First up is samurai movie "Three Outlaw Samurai," a 1964 Hideo Gosha movie that, despite a surprising dearth of special features will still be worth picking up on Blu-ray and DVD because it is totally awesome. Criterion gamely describes the plot as concerning "a wandering, seen-it-all ronin (Tetsuro Tamba) [who] becomes entangled in the dangerous business of two other samurai (Isamu Nagato and Mikijiro Hira), hired to execute a band of peasants who have kidnapped the daughter of a corrupt magistrate." Sounds great.
On the complete opposite end of the spectrum is Lena Dunham's mumblecore movie "Tiny Furniture," a film some critics adored while others thought was totally awful (much like every other mumblecore movie ever made).

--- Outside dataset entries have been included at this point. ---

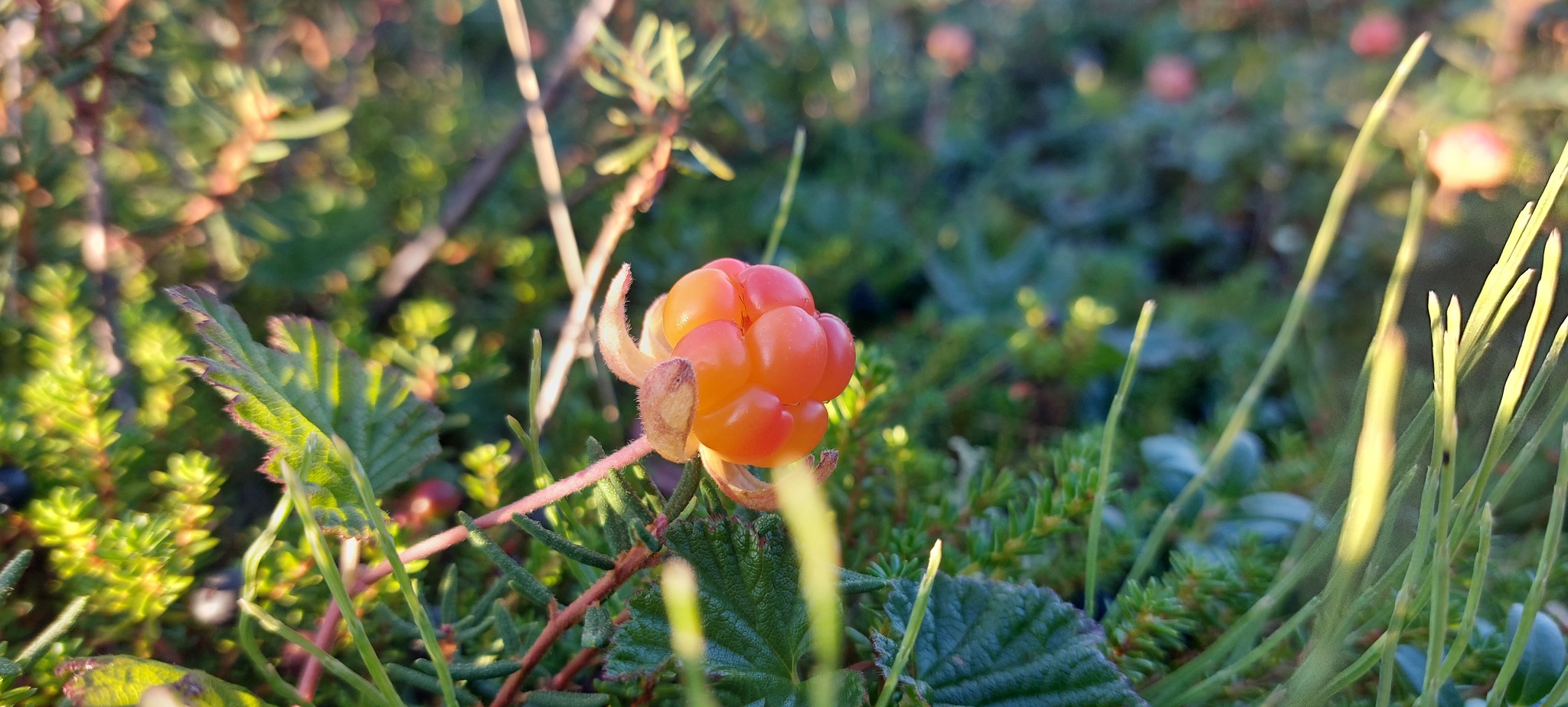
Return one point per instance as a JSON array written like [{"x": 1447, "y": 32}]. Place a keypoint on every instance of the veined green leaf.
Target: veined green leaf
[
  {"x": 308, "y": 383},
  {"x": 753, "y": 617},
  {"x": 999, "y": 645},
  {"x": 119, "y": 681}
]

The features should be enough to pique the interest of even those who hate the genre, including a conversation between Dunham and Nora Ephron (?) and an interview with "Taxi Driver" and "Raging Bull" writer and all around badass Paul Schrader (??), as well as four of Dunham's appropriately earthy short films. Her face takes up the entire cover to remind you how much you love/hate her.
Once you've stopped hyperventilating, Otto Preminger's masterful "Anatomy Of A Murder" should remind you why The Criterion Collection was invented. Arriving newly restored and spruced up, this edition is packed to the gills with extras, with design nerds sure to drool over a feature on Saul Bass' work with Preminger. The package also includes newsreel footage from the set, a study of Duke Ellington's ace score, a vintage trailer with more on-set footage, an excerpt from the work in progress "Anatomy of 'Anatomy': The Making of a Movie" and more.
Looking for a combo of a classic director taking celebrated material? Louis Malle's "Vanya On 42nd Street" will hit both those buttons, with a Criterion issuing the meta-Anton Chekov adaptation in a more or less barebones release save for extensive interviews with the cast and producer.
And speaking of classic directors, Rainer Werner Fassbinder's long lost sci-fi epic "World On A Wire" -- which did the arthouse rounds this fall -- gets the treatment in a brand new set that won't be bursting at the seams with additional material, but will feature a 50-minute documentary "Fassbinder’s 'World on a Wire': Looking Ahead to Today" about the making of the movie.
Finally, Chris Marker's double whammy of "La Jetee" and "Sans Soleil" gets a high-def updgrade to Blu-Ray. Save you coins kids.